The public health response to the COVID-19 pandemic required quick and far-reaching interventions in people’s lives, and attracted significant public criticism and resistance. How did this process play out differently under authoritarian vs. democratic governments, and what does this tell us about the strengths and weaknesses of each system?
Free and open to the public. Registration required.
Registration and Accessibility
If you require an accommodation such as live captioning or interpretation to participate in this event, please indicate this on the registration form or contact Center Associate Avery White (email@example.com). Requests made 10 days prior to the event will generally allow us to provide seamless access, but the university will make every effort to meet requests made after this date.

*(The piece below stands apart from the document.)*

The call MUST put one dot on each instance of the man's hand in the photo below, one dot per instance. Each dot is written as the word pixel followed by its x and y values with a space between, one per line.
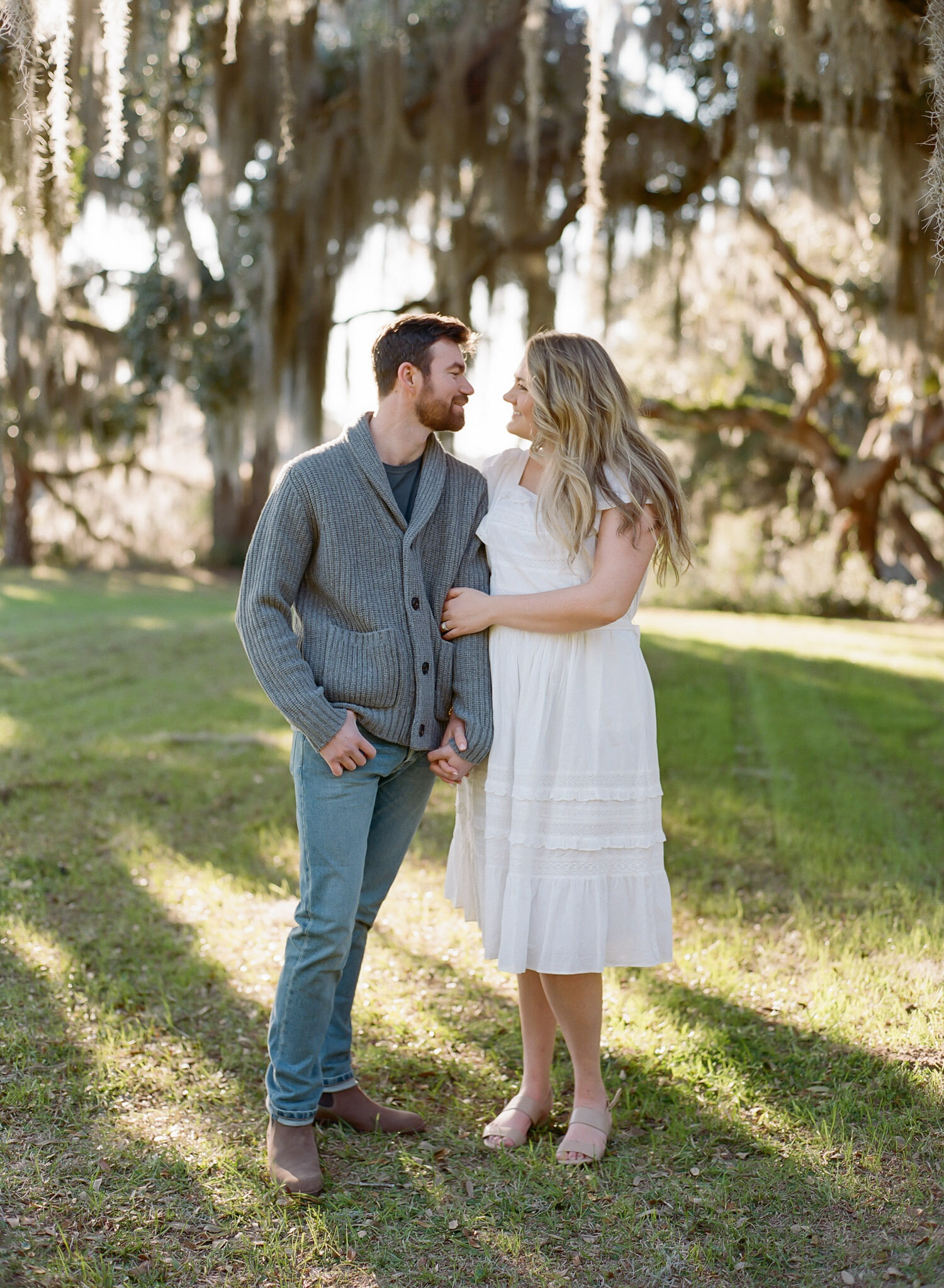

Jessica Chen Weiss (Government, Cornell University)
Jessica Chen Weiss is Associate Professor of Government at Cornell University. She is the author of Powerful Patriots: Nationalist Protest in China’s Foreign Relations (Oxford University Press, 2014). The dissertation on which it is based won the 2009 American Political Science Association Award for best dissertation in international relations, law and politics Her work has appeared or is forthcoming in International Organization, China Quarterly, Journal of Conflict Resolution, and Security Studies. Her research has been supported by the National Science Foundation, Cornell Einaudi Center, Cornell Center for Social Sciences, Uppsala University, Princeton-Harvard China & The World Program, Bradley Foundation, Fulbright-Hays program, and University of California Institute on Global Conflict and Cooperation.
David Stasavage (Dean for the Social Sciences, Department of Politics, NYU)
David Stasavage is the Dean for the Social Sciences and the Julius Silver Professor in NYU’s Department of Politics and an Affiliated Professor in NYU’s School of Law. He is the author of The Decline and Rise of Democracy: A Global History from Antiquity to Today (2020). This book provides a new understanding of early democracy in multiple world regions. It explains the survival in Europe and disappearance in China and the Middle East, and it then traces the long evolution of modern democracy while highlighting its internal tensions. Exploring the deep history of democracy, both early and modern, can teach us much about our current anxieties. David is an elected fellow of the American Academy of Arts and Sciences, and he has also authored several previous books including Taxing the Rich: A History of Fiscal Fairness in the United States and Europe (2016) and States of Credit: Size, Power, and the Development of European Polities (2011).